On peut ne pas aimer le film, mais alors ne l’aimons pas pour sa réalisation, son jeu d’acteur, pour ses dialogues. Au demeurant, il sera difficile de dire qu’il n’est pas finement réalisé, que les actrices ne crèvent pas l’écran, et que l’on n’est pas touché par des dialogues alternativement pleins d’humour ou bien poignants. Finalement le scandale Nabil Ayouch rappelle ce que Molière faisait dire à son Tartuffe, que « Le scandale du monde, est ce qui fait l’offense; Et ce n’est pas pécher, que pécher en silence. »
Et si les bien-pensants pensaient au bien qu’ils pourraient faire pour changer les choses dans la vraie vie plutôt qu’au mal éventuel que provoquerait la projection d’un film de cinéma qui reste une œuvre de fiction, si réaliste soit-elle ?
Zin li fik, c’est une plainte. L’énormité absurde de la plainte qui se retourne contre la victime. La plainte des corps bousculés et des esprits ignorés.

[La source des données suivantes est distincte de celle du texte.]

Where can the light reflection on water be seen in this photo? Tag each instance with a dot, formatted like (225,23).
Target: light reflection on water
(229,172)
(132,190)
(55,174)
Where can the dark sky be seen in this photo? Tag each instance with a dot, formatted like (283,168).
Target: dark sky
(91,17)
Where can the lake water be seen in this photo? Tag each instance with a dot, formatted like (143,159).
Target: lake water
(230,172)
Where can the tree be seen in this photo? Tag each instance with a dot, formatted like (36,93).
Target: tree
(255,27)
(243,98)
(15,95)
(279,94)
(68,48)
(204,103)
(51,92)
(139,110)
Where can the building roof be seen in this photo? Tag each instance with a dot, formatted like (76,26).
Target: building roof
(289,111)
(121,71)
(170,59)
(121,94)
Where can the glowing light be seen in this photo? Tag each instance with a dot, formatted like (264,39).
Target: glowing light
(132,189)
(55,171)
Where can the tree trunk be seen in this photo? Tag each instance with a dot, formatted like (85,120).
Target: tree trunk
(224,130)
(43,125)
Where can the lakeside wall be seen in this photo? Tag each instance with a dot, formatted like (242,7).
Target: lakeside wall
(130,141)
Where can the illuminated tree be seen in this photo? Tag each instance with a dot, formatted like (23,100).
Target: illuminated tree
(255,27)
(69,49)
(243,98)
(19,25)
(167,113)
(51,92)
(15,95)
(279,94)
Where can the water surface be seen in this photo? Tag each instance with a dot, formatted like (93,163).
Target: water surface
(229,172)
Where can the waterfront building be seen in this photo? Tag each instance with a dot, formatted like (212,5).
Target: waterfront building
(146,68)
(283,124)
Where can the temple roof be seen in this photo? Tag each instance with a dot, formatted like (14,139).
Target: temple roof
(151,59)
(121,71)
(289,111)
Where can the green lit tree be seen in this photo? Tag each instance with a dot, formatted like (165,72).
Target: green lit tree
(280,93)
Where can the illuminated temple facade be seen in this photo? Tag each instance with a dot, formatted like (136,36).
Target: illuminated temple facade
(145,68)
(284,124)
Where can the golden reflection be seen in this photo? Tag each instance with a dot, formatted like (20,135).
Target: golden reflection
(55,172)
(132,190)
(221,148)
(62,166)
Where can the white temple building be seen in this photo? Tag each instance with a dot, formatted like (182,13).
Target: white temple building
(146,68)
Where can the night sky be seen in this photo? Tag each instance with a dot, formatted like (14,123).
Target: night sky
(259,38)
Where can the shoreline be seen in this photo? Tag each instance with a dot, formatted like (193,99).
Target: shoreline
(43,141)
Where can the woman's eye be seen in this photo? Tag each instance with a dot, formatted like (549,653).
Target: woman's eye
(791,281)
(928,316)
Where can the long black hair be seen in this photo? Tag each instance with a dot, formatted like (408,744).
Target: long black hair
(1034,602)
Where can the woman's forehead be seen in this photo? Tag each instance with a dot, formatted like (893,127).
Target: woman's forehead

La plainte de tous ces mots auxquels on ne donne de valeur que pour leur apparence, qui ne comptent que pour l’instant où ils sont prononcés et s’oublient si vite après. Quelle belle langue de poésie dont on sent que le sous-titre ne présentent qu’une pâle et approximative traduction des plus éclatantes et délicates éloges à la femme, mais dont il ne reste plus rien l’instant d’après, ni dans les mots ni dans les regards qui les portent, plus rien que le dédain ! Zin li fik, c’est une plainte. La plainte de ces quatre femmes, belles, à qui il ne reste finalement pas grand-chose, que le droit de s’entendre dire « T’as le droit de fermer ta gueule ».